Every time a drop came I was startled a little bit, and my ego would jump back up through the neck to the usual place. Then I would have to work my way down again. At first it took a lot of work to go down each time, but gradually it got easier. I was able to get myself all the way down to the loins, to one side, but that was about as far as I could go for quite a while.
It was another time I was in the tank when I decided that if I could move myself to my loins, I should he able to get completely outside of my body. So I was able to “sit to one side.”
It’s hard to explain—I’d move my hands and shake the water, and although I couldn’t see them, I knew where they were. But unlike in real life, where the hands are to each side, part way down, they were both to one side! The feeling in my fingers and everything else was exactly the same as normal, only my ego was sitting outside, “observing” all this.
From then on I had hallucinations almost every time I floated, and was able to move further and further outside of my body.
Here Richard touches on an often underemphasized aspect of altered states of consciousness, whether induced by psychedelics or specially designed settings like the sensory deprivation tank — that they require practice.
You can’t just hop in and expect to get the ultimate and defining experience (if there is any); there is always a bit of skill and a bit of willingness involved. Venturing out into the unknown territories of the mind is just like any other skill, in that practice is essential.

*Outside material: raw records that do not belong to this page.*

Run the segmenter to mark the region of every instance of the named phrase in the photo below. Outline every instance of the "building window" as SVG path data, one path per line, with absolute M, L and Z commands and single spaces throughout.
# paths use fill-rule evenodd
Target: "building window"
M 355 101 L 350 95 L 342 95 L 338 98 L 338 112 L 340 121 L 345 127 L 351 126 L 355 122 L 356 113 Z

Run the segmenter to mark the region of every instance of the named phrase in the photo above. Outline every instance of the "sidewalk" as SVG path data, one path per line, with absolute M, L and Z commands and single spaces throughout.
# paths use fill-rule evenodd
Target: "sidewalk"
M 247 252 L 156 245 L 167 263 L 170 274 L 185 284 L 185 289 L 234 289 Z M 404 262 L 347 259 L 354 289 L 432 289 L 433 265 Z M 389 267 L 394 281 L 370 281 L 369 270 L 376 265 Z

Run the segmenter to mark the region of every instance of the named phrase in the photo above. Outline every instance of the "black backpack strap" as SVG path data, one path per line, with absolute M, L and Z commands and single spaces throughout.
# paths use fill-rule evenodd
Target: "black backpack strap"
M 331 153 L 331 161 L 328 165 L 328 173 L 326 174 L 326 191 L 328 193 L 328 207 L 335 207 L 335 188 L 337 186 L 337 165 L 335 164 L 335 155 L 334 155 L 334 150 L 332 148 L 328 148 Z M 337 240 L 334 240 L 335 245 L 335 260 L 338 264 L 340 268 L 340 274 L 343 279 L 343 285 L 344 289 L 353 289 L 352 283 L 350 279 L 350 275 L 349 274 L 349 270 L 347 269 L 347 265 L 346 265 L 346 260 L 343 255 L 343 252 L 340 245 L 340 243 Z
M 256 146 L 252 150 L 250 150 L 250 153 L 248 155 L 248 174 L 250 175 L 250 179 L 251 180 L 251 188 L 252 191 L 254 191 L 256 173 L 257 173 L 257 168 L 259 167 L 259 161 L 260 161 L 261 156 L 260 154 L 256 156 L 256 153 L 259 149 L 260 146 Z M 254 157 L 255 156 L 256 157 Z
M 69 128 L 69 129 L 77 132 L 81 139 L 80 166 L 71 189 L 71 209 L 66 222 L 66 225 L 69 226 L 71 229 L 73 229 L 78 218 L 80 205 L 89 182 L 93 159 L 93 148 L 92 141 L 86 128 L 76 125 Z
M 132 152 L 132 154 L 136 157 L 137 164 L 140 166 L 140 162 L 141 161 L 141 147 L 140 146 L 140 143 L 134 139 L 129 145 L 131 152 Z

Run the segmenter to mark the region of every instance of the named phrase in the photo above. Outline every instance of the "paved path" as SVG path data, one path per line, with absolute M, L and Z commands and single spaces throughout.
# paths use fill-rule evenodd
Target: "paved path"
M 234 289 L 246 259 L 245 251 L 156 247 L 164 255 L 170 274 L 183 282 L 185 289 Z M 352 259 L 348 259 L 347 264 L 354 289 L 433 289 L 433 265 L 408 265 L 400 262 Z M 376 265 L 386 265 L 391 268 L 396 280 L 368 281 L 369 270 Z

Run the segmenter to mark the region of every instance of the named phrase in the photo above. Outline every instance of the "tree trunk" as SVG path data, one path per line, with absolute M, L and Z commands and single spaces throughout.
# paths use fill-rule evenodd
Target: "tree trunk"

This touches upon a metaphysical discussion I’ve been having with myself in a myriad of disguises. When we experience these phenomena, do we dis-cover them? Are they already there, just waiting to be unearthed? Humming along in the background? Or do we construct them? Like a musical piece that slowly takes form after countless of iterations? Something that exists purely out of our increasing mastery of motions?
These questions are most famously applied to mathematics and the laws of physics. Do they exist independently of our human conceptions or not? But can just as easily be used to learn more about the hidden assumptions when we talk about highly subjective experiences too.
When we have an out-of-body experience, are we really something other than our bodies, looking down on our flesh cocoon? Or did we just train ourselves to have an experience that gives the sense that we are outside?
Feynman touched upon this fundamental dilemma of any knowledge when discussing his out-of-body experience.
In our numerous discussions about hallucinations on my earlier visits, I [Richard Feynman] had been trying to explain to Lilly and others that the imagination that things are real does not represent true reality. If you see golden globes, or something, several times, and they talk to you during your hallucination and tell you they are another intelligence, it doesn’t mean they’re another intelligence; it just means that you have had this particular hallucination.
The sensory deprivation tank experience magnifies this constant play of reality in which things are, at best, only half-real.
You’re wide awake, but start dreaming.
You want to open your eyes, only to discover you never closed them in the first place.
You have an out-of-body experience, though you still can move and feel the water with your hands.
Your time in the manufactured void is up, but you clearly remember just entered the tank a minute ago.
Perhaps Lilly called it inperience because it inverses everything we learned as normal, as consensus-reality.
Once you have some solid hours of a sensory deprivation tank experience under your belt, you start to understand that everything we so dearly grasp onto, just to get a sense of stable reality, is shown to be illusory.
And this, perhaps paradoxically, sets us free.